- Location of Richland Township in Fountain County
- Coordinates: 40°12′06″N 87°08′41″W﻿ / ﻿40.20167°N 87.14472°W
- Country: United States
- State: Indiana
- County: Fountain

Government
- • Type: Indiana township

Area
- • Total: 51.94 sq mi (134.5 km^{2})
- • Land: 51.94 sq mi (134.5 km^{2})
- • Water: 0 sq mi (0 km^{2})
- Elevation: 720 ft (220 m)

Population (2020)
- • Total: 842
- • Density: 16.2/sq mi (6.26/km^{2})
- FIPS code: 18-64026
- GNIS feature ID: 453791

= Richland Township, Fountain County, Indiana =

Richland Township is one of eleven townships in Fountain County, Indiana, United States.
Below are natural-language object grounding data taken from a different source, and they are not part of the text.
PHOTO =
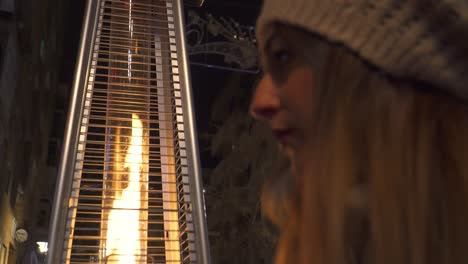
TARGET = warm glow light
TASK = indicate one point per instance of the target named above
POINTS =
(42, 246)
(123, 231)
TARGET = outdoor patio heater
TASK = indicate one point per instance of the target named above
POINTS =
(129, 187)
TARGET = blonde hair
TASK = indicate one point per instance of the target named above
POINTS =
(384, 178)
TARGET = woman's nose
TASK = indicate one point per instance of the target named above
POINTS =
(265, 102)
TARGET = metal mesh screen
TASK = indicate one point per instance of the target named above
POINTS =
(131, 193)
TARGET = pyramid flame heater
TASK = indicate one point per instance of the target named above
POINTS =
(129, 184)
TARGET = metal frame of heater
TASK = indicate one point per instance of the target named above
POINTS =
(72, 133)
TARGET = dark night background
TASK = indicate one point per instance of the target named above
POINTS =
(38, 48)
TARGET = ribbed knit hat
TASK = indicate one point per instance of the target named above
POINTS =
(423, 40)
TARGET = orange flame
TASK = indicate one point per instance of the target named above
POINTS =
(123, 240)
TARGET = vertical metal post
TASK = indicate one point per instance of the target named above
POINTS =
(202, 242)
(66, 165)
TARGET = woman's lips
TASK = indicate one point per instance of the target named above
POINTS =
(284, 136)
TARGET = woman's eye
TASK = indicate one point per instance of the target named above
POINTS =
(282, 56)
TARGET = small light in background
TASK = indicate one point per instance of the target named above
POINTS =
(42, 246)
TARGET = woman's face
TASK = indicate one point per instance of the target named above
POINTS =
(283, 98)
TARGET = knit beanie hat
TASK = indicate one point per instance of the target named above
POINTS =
(422, 40)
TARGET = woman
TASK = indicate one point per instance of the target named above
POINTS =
(368, 99)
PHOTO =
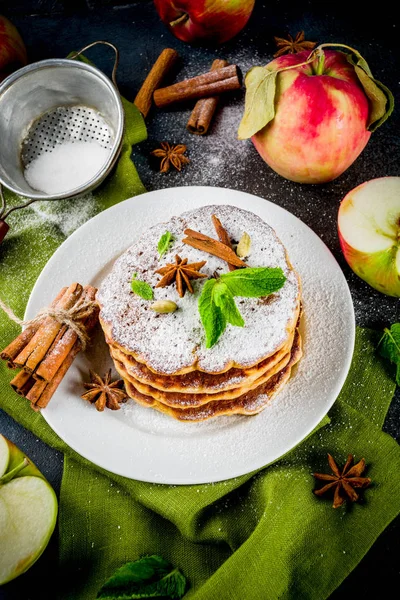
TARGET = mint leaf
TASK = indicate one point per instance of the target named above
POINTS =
(212, 318)
(259, 107)
(164, 242)
(389, 347)
(223, 299)
(147, 577)
(217, 305)
(254, 282)
(141, 288)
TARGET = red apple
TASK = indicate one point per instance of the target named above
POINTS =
(369, 233)
(209, 21)
(316, 120)
(12, 48)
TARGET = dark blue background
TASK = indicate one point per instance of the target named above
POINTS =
(53, 28)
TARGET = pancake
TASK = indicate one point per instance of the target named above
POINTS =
(250, 403)
(174, 344)
(182, 399)
(198, 381)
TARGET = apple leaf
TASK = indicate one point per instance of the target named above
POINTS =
(259, 107)
(389, 347)
(380, 97)
(147, 577)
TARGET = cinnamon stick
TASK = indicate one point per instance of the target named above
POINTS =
(61, 347)
(208, 84)
(42, 392)
(18, 344)
(163, 65)
(203, 112)
(22, 383)
(204, 242)
(49, 328)
(223, 236)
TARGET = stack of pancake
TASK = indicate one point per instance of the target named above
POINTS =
(162, 358)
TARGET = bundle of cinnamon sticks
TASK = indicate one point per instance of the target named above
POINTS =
(204, 88)
(48, 345)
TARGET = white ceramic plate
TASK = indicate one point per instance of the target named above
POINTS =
(141, 443)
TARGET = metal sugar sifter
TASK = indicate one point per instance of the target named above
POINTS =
(50, 102)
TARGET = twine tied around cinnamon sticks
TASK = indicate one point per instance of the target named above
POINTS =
(72, 317)
(46, 348)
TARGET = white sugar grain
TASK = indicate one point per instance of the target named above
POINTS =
(66, 167)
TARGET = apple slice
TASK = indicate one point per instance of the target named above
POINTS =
(28, 512)
(369, 233)
(4, 455)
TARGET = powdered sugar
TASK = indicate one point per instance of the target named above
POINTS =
(172, 342)
(67, 166)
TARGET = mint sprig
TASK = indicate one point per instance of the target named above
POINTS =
(147, 577)
(164, 242)
(389, 347)
(217, 304)
(141, 288)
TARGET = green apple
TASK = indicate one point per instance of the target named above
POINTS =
(369, 232)
(28, 511)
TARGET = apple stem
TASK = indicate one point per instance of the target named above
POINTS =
(321, 61)
(11, 474)
(318, 53)
(181, 19)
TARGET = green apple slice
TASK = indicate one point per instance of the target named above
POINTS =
(369, 232)
(28, 514)
(4, 455)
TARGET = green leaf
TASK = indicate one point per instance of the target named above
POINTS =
(389, 347)
(223, 299)
(212, 318)
(259, 107)
(380, 97)
(164, 242)
(141, 288)
(147, 577)
(254, 282)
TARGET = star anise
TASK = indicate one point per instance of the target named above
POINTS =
(171, 155)
(102, 392)
(181, 273)
(292, 46)
(343, 482)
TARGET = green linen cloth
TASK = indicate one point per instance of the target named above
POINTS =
(262, 536)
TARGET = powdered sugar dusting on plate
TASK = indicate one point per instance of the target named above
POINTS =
(170, 342)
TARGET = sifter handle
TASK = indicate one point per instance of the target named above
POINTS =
(3, 229)
(116, 61)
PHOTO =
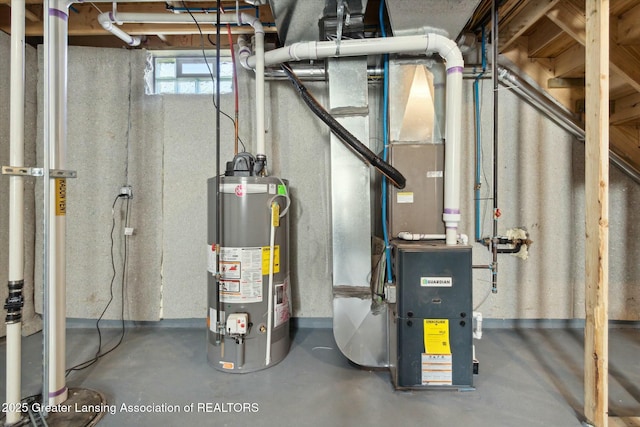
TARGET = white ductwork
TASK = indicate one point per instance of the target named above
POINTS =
(108, 19)
(425, 44)
(54, 263)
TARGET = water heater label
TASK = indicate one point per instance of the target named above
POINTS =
(266, 257)
(436, 282)
(241, 279)
(61, 196)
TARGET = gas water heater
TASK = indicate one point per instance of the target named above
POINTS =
(249, 297)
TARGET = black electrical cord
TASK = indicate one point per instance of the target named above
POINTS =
(213, 79)
(396, 178)
(99, 353)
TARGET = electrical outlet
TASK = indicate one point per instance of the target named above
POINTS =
(126, 191)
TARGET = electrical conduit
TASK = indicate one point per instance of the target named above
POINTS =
(13, 304)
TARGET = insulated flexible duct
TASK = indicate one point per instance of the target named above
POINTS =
(345, 136)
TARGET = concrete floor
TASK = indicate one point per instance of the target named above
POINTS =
(528, 377)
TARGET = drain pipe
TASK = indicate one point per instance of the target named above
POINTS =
(425, 44)
(496, 210)
(54, 263)
(108, 19)
(14, 301)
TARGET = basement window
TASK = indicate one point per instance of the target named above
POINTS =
(186, 73)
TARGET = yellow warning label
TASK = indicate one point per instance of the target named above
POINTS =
(275, 214)
(436, 336)
(61, 196)
(265, 259)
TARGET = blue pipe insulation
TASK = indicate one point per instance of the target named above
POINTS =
(385, 139)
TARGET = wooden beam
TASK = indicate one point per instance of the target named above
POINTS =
(84, 22)
(545, 35)
(563, 83)
(596, 351)
(626, 109)
(570, 63)
(628, 28)
(624, 421)
(572, 20)
(529, 15)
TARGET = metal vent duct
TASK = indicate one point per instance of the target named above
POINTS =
(298, 21)
(409, 17)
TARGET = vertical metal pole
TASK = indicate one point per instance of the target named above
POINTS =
(54, 263)
(496, 211)
(16, 217)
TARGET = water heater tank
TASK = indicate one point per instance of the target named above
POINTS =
(249, 304)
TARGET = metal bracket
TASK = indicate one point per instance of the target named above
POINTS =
(27, 171)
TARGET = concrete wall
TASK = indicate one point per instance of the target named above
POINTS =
(164, 146)
(30, 321)
(541, 189)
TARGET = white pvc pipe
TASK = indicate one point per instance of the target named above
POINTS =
(272, 240)
(55, 136)
(108, 19)
(477, 332)
(426, 44)
(16, 208)
(405, 235)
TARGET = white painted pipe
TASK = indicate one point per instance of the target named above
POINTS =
(55, 136)
(426, 44)
(272, 240)
(405, 235)
(108, 19)
(16, 208)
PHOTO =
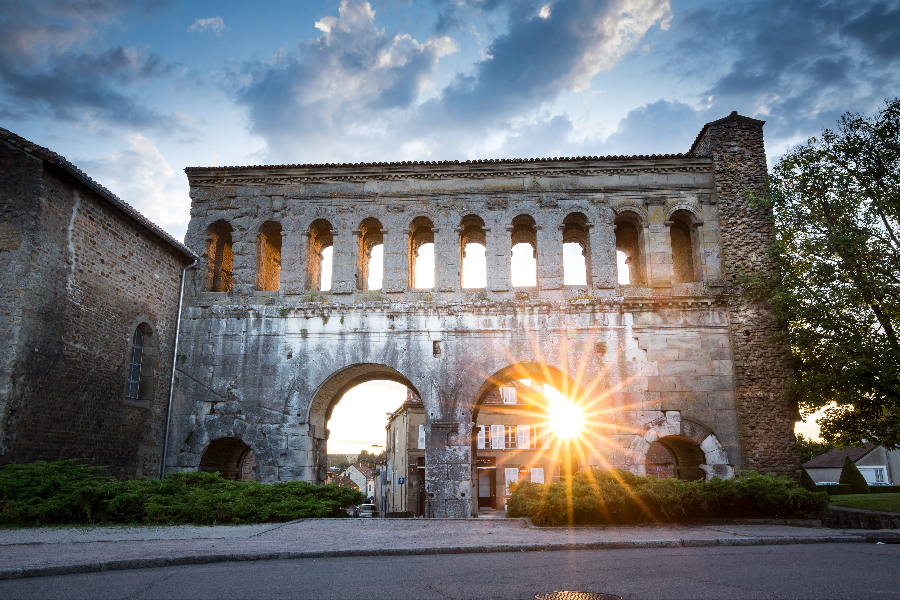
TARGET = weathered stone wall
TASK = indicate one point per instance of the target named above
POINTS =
(85, 276)
(661, 360)
(761, 352)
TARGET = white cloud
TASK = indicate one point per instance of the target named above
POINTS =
(141, 176)
(213, 24)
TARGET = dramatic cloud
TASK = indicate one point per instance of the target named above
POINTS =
(213, 24)
(358, 92)
(43, 70)
(142, 177)
(798, 64)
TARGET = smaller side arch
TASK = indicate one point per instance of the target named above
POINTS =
(686, 437)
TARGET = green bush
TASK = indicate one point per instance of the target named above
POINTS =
(595, 496)
(851, 476)
(66, 493)
(884, 489)
(835, 490)
(806, 482)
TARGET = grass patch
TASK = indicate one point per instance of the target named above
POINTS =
(65, 493)
(603, 497)
(879, 502)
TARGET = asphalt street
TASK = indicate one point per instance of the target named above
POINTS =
(803, 571)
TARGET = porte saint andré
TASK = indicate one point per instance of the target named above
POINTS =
(678, 355)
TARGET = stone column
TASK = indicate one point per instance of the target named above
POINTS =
(446, 259)
(709, 243)
(396, 260)
(499, 248)
(344, 272)
(293, 260)
(449, 481)
(604, 269)
(659, 245)
(549, 257)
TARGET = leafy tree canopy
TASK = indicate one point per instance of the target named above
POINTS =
(836, 202)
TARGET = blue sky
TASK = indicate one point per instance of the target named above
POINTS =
(133, 91)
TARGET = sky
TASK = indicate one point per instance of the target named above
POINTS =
(134, 91)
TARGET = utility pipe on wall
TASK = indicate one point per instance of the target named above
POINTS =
(162, 466)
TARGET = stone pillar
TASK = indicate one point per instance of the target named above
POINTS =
(449, 480)
(709, 243)
(293, 260)
(446, 259)
(549, 257)
(659, 245)
(604, 269)
(344, 262)
(499, 252)
(396, 260)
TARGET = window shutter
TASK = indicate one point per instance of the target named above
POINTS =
(497, 437)
(522, 437)
(512, 476)
(508, 393)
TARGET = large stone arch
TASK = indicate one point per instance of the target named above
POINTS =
(683, 434)
(327, 396)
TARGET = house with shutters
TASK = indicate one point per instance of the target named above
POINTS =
(512, 440)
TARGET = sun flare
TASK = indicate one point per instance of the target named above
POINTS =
(566, 418)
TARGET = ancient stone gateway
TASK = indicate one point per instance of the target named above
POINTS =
(678, 355)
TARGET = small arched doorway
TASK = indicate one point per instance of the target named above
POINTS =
(230, 457)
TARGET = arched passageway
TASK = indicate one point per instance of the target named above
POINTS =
(231, 457)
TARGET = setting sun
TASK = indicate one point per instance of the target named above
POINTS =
(566, 418)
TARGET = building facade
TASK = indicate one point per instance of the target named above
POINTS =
(89, 292)
(678, 354)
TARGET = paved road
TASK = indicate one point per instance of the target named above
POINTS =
(803, 571)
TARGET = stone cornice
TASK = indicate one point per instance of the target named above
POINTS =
(500, 169)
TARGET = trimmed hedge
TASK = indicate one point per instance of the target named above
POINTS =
(842, 489)
(64, 493)
(600, 497)
(884, 489)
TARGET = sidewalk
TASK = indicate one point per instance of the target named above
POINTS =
(57, 551)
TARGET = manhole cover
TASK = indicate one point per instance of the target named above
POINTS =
(577, 596)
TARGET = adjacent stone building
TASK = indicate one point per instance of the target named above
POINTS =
(89, 294)
(271, 342)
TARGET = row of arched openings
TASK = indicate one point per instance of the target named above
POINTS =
(523, 253)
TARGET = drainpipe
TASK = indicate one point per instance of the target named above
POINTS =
(162, 466)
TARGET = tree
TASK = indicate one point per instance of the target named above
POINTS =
(809, 448)
(851, 476)
(370, 459)
(836, 203)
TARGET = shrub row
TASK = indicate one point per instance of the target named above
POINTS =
(884, 489)
(596, 496)
(67, 493)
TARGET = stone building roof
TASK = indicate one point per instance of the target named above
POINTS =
(53, 158)
(835, 458)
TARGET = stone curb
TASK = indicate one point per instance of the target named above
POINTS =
(201, 559)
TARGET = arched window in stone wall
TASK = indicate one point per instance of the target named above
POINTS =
(523, 261)
(141, 364)
(576, 250)
(370, 255)
(629, 245)
(421, 253)
(219, 257)
(319, 251)
(684, 247)
(472, 247)
(268, 257)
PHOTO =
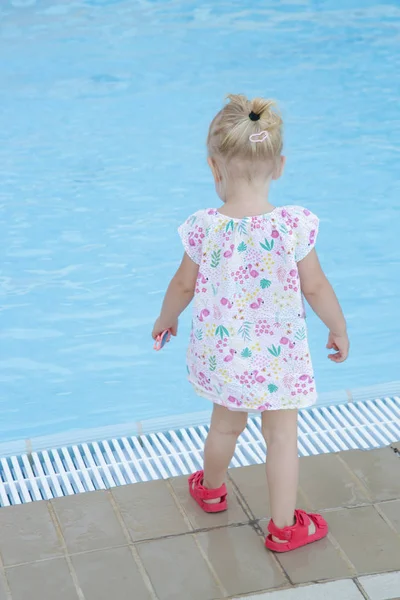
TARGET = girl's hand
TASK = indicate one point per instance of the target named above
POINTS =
(160, 326)
(340, 343)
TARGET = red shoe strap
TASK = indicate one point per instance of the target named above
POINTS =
(298, 531)
(196, 481)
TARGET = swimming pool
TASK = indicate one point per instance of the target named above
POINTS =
(105, 108)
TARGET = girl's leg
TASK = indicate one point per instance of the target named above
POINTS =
(279, 428)
(225, 428)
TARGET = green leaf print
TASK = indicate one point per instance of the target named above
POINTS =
(229, 225)
(300, 334)
(265, 283)
(222, 332)
(244, 331)
(215, 258)
(274, 351)
(242, 227)
(212, 362)
(246, 353)
(267, 245)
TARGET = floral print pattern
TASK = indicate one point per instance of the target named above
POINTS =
(248, 345)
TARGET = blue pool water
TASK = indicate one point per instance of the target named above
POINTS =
(104, 108)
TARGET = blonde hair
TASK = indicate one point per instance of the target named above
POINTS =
(231, 129)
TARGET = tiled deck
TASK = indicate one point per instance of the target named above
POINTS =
(150, 541)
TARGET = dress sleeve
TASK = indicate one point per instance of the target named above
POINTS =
(306, 233)
(192, 233)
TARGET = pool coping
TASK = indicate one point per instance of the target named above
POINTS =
(193, 419)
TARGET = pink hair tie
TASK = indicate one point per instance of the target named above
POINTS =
(259, 137)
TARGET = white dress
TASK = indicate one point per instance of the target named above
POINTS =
(248, 346)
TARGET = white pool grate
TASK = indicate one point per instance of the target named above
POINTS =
(99, 465)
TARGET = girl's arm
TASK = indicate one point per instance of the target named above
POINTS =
(322, 299)
(178, 296)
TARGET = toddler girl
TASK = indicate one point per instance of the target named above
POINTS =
(247, 265)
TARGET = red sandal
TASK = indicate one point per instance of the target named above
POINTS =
(297, 535)
(200, 494)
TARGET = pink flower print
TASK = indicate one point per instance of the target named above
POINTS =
(281, 274)
(259, 378)
(229, 357)
(252, 271)
(257, 304)
(265, 406)
(288, 381)
(204, 382)
(263, 328)
(203, 314)
(234, 400)
(286, 342)
(229, 253)
(226, 302)
(202, 278)
(217, 313)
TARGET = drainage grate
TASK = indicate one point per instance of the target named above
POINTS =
(109, 463)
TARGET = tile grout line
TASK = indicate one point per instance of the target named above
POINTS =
(135, 554)
(3, 578)
(179, 505)
(60, 535)
(388, 522)
(360, 588)
(357, 480)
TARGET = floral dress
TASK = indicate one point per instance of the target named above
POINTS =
(248, 346)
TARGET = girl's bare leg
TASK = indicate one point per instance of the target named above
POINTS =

As of the 2020 census, its population was 842 and it contained 384 housing units.

Historical population
| Census | Pop. | Note | %± |
| 1890 | 1,981 |  | — |
| 1900 | 1,869 |  | −5.7% |
| 1910 | 1,904 |  | 1.9% |
| 1920 | 1,772 |  | −6.9% |
| 1930 | 1,512 |  | −14.7% |
| 1940 | 1,491 |  | −1.4% |
| 1950 | 1,405 |  | −5.8% |
| 1960 | 1,446 |  | 2.9% |
| 1970 | 1,307 |  | −9.6% |
| 1980 | 1,149 |  | −12.1% |
| 1990 | 1,015 |  | −11.7% |
| 2000 | 908 |  | −10.5% |
| 2010 | 950 |  | 4.6% |
| 2020 | 842 |  | −11.4% |
Source: US Decennial Census

==Geography==
According to the 2010 census, the township has a total area of 51.94 sqmi, all land. It contains two incorporated towns: Newtown, with a population of about 250, lies near the center of the township; Mellott, with about 200 people, is about 2 mi south. Indiana State Road 341 passes through both towns; Indiana State Road 55 intersects State Road 341 in Newtown. The two unincorporated communities of Graham and Stephens Crossing both lie to the southwest of Newtown along the route of a former railroad which came out of Veedersburg and also passed through Mellott and continued east.

Map of Richland Township

===Cemeteries===
The township contains these seven cemeteries: Greenbay, Hodson, Newtown, Oak Ridge, Old Baptist, Quirk and Short.